Blanche-Neige et le ramoneur

Il était une fois un rat ramoneur. Il était bègue. Mais ce trouble de l’expression verbale affectant le rythme de la parole en présence d’un interlocuteur ne le gênait pas trop dans son travail. Peu d’interlocuteurs en effet se risquaient à l’accompagner sur les toits pour tailler une bavette avec lui. Et peu de créatures de rêve dans des tenues affriolantes attiraient dans leur foyer ce travailleur du bistre et du goudron au visage et aux vêtements couverts de suie. Mais un beau jour il fut appelé pour ramoner les cheminées de la résidence Heili Heilo, une maison de retraite pour nains mineurs. Une splendide nurse en uniforme – chemisier bleu à manches ballon et col « pelle à tarte » blanc,  jupe jaune, nœud rouge dans les cheveux – lui ouvrit la porte, puis ses bras, puis son cœur, puis son corps. Elle s’appelait Blanche-Neige. Une vieille marchande de pommes empoisonnées vint ensuite sonner à la porte mais les amants ne répondirent pas occupés qu’ils étaient à rendre grâce au septième ciel. La vieille qui entendait des halètements, des gémissements, des cris savait qu’il y avait quelqu’un à l’intérieur. Elle entra donc en catimini et les surprit (et les interrompit) en plein poirier indien. Pour se faire pardonner elle leur offrit une de ses pommes. Blanche-Neige s’empressa de l’accepter malgré les réserves du ramoneur.
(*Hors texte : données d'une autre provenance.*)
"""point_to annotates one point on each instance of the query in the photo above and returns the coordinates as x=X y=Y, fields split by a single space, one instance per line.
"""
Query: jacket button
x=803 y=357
– C’est (bis) le fruit défendu, je (bis) crois qu’il vaudrait mieux s’abstenir.

« Qu’est-ce que c’est que ces conneries ? » s’insurgea la belle. Et elle croqua sans vergogne la pomme puis la tendit au ramoneur qui la croqua aussi. Ils découvrirent alors qu’ils étaient nus, que leurs corps étaient barbouillés de suie et de sueur mêlées et ils poussèrent un cri qui attira les nains. Lesquels, scandalisés par la scène qui s’offraient à eux, chassèrent Blanche-Neige et le ramoneur de la résidence Heili Heilo.